Langya, what do we know about the new virus? Symptoms (from cough to fever) and what risks are involved


Langya, what do we know about the new virus?  Symptoms (from cough to fever) and what risks are involved
Written by aquitodovale

Langyathe new virus that in China has already infected 35 people. But what do we know so far? It has animal origin in the Shandong and Henan regions. This is a new one virus RNA, a henipavirus that can also affect the liver and kidneys. It was identified by scientists from Beijing and Singapore and to date researchers believe i symptoms most common of this infection are fever, fatigue, cough, loss of appetite and muscle aches, as emerged from the first investigations published in a study on New England Journal of Medicine (NEJM). The virus can also affect the liver and kidneys, compromising their function.

Langya, the new Chinese virus that comes from the shrew: 35 already infected. It affects the liver and kidneys

Langya, symptoms and how to recognize it

The most common symptoms of the infection I am feverfatigue cough, muscle aches and loss of appetite. In some rare cases the virus can strike liver and kidneys damaging them. According to the studies carried out to date (based on only 35 recognized cases) the most common symptoms are fever (100% of cases – 26 out of 26 cases of LayV in the absence of other infections), fatigue (54%), cough (50%) , loss of appetite (50%), decrease in white blood cells (54%), muscle aches (46%). A good number of patients (38%) manifest nausea, headache (35%), vomiting (35%), low platelet count (35%), liver failure (35%). Only 8% of cases have akidney failure. At the moment, no deaths related to the virus have been recorded, even if the pathogen is still a cause for alert and more in-depth studies are needed on the effects it can have on the body.

How it is transmitted

The virus is transmitted by animals through contact with body fluids, infected tissues, excretions or secretions of infected animals. From the tests carried out, the “carriers” of this virus are mainly the shrews (traces of this virus were found in 27% of the examined shrews). Analyzes on livestock and other animals showed that goats and dogs instead have antibodies against the disease.

It is not yet clear whether the virus can be transmitted man to man: the contact tracing of 9 positives and 15 family members did not identify any cases of human-to-human transmission. In the 35 known cases, the infected had not had contact with each other but had all been exposed to the animals. Experts therefore speculate that human-to-human transmission of the virus may be sporadic.

It is not yet possible to estimate the mortality rate of the disease. For other animal-transmitted henipaviruses, such as the Nipah virus, the World Health Organization reports a death rate between 40 and 75%, much higher than Covid (0.1 to over 25%).
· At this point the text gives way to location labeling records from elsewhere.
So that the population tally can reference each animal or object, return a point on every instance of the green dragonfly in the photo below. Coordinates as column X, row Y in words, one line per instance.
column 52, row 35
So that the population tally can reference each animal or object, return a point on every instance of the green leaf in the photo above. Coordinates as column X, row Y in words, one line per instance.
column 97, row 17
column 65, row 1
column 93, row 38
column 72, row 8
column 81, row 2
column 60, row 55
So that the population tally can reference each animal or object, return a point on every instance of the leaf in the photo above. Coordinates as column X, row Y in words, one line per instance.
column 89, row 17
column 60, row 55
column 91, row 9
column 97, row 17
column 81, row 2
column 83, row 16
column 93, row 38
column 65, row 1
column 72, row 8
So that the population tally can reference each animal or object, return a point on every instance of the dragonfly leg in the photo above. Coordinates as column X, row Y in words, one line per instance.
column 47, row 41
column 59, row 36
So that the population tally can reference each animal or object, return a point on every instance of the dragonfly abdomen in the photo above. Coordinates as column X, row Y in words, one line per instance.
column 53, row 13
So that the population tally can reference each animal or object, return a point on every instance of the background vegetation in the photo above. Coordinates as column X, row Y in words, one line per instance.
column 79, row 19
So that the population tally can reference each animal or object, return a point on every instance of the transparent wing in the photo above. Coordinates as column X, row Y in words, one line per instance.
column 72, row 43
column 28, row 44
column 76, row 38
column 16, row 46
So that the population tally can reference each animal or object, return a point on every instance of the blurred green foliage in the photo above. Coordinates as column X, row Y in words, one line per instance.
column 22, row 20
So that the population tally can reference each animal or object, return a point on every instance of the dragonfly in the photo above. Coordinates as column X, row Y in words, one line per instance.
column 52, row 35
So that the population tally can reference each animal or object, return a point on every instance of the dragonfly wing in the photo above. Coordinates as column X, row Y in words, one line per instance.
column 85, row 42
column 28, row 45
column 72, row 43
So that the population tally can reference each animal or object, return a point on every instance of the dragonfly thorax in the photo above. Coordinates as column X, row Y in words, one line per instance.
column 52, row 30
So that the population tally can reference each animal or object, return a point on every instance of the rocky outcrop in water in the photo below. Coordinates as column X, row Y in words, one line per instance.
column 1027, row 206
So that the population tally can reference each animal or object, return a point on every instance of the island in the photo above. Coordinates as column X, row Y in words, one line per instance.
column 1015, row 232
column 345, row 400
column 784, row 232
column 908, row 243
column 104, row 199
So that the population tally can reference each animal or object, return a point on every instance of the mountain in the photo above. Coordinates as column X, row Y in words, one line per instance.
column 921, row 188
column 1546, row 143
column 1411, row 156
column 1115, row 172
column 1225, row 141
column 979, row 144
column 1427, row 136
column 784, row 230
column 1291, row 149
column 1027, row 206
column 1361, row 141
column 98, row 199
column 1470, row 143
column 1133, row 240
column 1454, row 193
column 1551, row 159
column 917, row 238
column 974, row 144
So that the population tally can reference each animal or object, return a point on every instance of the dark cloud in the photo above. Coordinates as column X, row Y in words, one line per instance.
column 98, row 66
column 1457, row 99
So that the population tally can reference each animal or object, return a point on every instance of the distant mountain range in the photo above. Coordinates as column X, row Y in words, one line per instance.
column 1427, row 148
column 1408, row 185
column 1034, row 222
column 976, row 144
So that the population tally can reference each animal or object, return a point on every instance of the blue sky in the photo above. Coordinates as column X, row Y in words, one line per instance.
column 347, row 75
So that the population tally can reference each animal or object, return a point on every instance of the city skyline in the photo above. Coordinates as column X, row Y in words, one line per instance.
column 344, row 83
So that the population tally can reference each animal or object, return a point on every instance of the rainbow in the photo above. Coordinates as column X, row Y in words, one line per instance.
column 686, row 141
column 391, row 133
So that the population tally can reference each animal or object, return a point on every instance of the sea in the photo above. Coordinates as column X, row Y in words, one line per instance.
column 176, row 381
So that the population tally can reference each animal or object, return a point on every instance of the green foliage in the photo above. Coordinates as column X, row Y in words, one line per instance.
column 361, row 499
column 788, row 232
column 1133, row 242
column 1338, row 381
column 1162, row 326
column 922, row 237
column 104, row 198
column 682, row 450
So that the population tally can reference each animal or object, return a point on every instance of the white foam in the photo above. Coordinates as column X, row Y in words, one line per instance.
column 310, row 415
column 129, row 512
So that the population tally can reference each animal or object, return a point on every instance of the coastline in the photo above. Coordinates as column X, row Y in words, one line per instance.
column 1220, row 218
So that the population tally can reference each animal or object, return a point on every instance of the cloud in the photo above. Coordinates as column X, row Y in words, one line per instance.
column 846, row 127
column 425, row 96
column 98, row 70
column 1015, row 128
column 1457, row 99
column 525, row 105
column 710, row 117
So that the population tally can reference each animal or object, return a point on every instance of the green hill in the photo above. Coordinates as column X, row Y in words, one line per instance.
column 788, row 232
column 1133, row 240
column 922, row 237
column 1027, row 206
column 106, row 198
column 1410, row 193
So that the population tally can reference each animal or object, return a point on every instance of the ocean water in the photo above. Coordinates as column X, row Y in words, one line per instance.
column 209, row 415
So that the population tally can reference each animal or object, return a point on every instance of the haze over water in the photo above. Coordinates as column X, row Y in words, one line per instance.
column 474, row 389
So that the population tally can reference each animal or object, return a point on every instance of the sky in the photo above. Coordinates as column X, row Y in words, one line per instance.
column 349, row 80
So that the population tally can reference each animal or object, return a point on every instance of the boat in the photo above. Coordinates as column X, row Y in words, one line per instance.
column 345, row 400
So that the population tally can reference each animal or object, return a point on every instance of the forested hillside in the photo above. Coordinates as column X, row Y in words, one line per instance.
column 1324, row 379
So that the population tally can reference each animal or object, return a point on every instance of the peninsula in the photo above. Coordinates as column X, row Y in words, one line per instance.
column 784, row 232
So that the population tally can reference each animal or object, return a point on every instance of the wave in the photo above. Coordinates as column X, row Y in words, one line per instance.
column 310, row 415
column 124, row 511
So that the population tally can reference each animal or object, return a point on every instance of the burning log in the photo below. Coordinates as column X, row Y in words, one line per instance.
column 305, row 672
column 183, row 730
Langya virus, therapies and vaccines available

At the moment there are no therapies o specific vaccines against zootic Henipaviruses (of animal origin). However, since 2012 there has been a vaccine used in animals that fights one of the six species of henipavirus (the Hendra virus) which can cause serious diseases in horses and humans. Some (monoclonal) therapies are being tested against the Nipah virus.
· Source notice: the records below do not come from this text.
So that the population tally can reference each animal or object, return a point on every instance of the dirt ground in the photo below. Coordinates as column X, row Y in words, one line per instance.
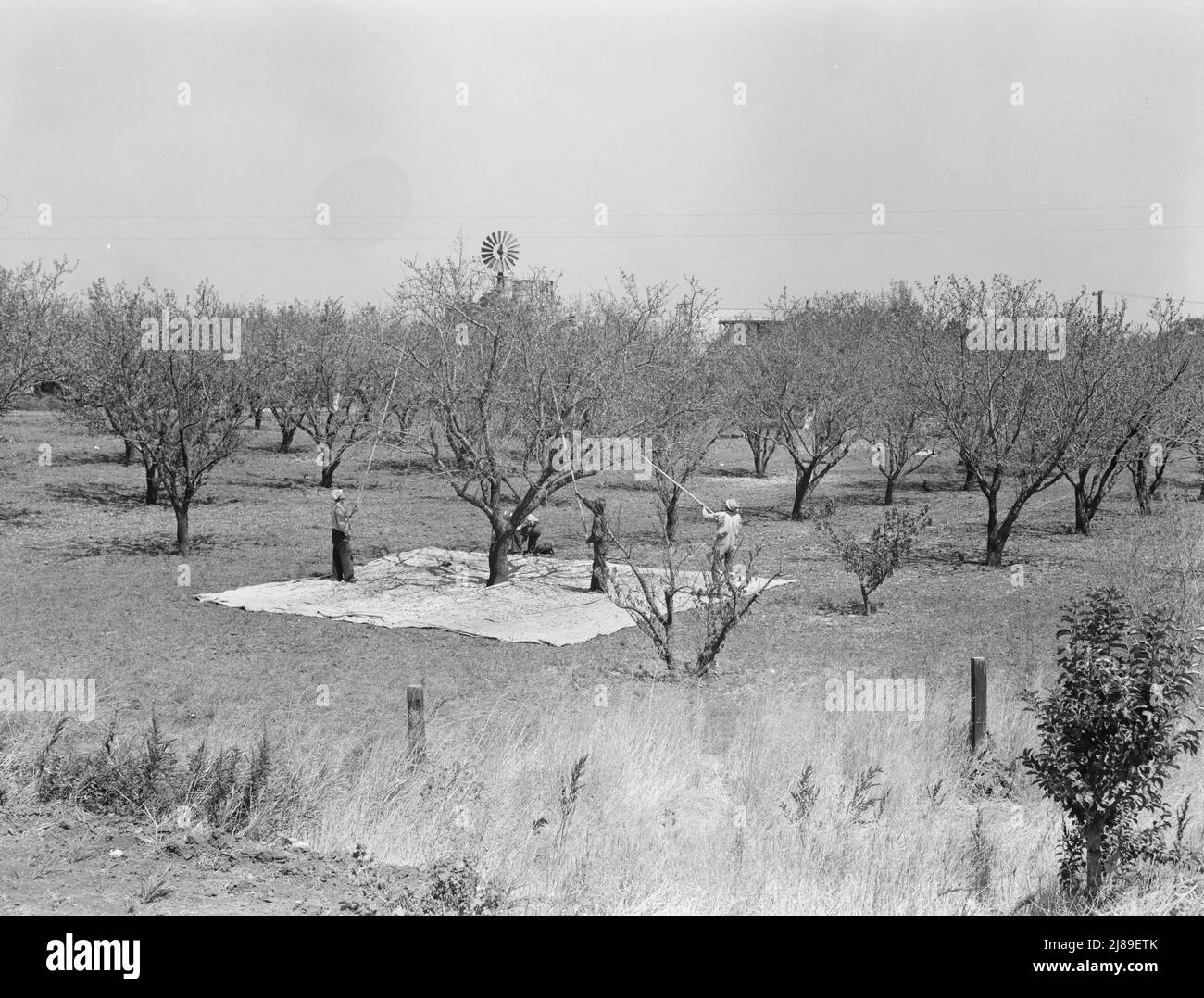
column 88, row 580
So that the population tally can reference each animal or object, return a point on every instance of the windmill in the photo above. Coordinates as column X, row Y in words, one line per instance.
column 500, row 253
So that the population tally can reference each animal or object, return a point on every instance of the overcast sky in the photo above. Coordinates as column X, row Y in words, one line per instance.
column 630, row 105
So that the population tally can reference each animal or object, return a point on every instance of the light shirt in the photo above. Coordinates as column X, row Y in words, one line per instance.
column 340, row 519
column 727, row 530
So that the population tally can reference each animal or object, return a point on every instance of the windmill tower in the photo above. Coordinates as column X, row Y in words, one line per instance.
column 500, row 253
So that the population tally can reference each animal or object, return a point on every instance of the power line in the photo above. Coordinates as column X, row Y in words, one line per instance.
column 874, row 232
column 854, row 213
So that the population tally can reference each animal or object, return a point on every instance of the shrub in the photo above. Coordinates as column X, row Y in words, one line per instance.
column 1111, row 730
column 873, row 561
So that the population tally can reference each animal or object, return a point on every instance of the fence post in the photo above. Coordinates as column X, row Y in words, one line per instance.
column 416, row 722
column 978, row 704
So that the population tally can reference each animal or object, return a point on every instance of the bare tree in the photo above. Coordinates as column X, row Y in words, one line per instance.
column 1121, row 423
column 679, row 393
column 807, row 375
column 31, row 317
column 901, row 435
column 1016, row 416
column 510, row 381
column 185, row 407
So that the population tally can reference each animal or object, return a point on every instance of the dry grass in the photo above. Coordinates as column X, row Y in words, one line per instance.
column 679, row 805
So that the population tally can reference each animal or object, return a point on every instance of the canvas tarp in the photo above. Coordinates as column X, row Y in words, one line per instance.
column 546, row 600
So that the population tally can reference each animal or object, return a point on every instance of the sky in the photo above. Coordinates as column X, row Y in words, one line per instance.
column 746, row 143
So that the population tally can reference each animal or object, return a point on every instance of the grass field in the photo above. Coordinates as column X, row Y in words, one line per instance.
column 684, row 801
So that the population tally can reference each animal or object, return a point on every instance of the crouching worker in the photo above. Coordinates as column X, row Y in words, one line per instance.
column 525, row 538
column 727, row 535
column 597, row 540
column 341, row 538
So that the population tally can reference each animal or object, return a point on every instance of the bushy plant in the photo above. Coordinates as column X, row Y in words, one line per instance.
column 1111, row 732
column 873, row 561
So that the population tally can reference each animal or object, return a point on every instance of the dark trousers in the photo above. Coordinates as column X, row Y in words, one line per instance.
column 345, row 568
column 721, row 564
column 597, row 577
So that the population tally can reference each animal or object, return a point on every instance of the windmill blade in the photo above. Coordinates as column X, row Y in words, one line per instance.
column 500, row 252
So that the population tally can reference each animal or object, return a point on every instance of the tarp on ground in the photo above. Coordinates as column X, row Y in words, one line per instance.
column 546, row 600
To prevent contagion, they must be adopted standard prevention measures: use gloves and protective devices when handling sick animals, during slaughter procedures, avoiding as much as possible coming into contact with animals suspected of being infected, avoiding close contact with people infected with the virus.

Giorgio Palù: “Disease is observed special”

The World Health Organization looks with suspicion at this pathogen due to its kinship “with highly lethal viruses” he explains Giorgio Palùemeritus professor of virology at the University of Padua and president of the Italian drug agency.

“We know little about the Langya virus, which also belongs to a long-known and tall family lethality. We know that she has her source in a rodent, a spider mouse. The reassuring fact is that this virus, identified in a Chinese patient, does not seem to have the ability to spread from human to human and appears to have a relatively low pathogenicity ». Langya is a henipavirus, belongs to a genus already known since the end of the 1900s, and is part of the paramyxovirus family, “which includes other viruses that we know as parainflluenzale, the respiratory syncytial virus”, concludes Palù.

The veterinary Caramelli: must be supervised

“There is some concern about this Chinese outbreak,” explains Maria Caramels, veterinarian of the Emerging Diseases Surveillance Laboratory of the Zooprophylactic Institute of Piedmont. But now this cluster is linked to conditions of promiscuity with animals. We know that for this kind of virus a human-to-human passage is sporadic and has little effectiveness, but it cannot be excluded, as other cases teach us ».

«Over 70% of diseases that affect man they come from animals and this must make us think about the importance of prevention and surveillance which in Europe is high, but in other countries it is lower. Certainly the fact that this cluster has come to light is a good sign »concludes Maria.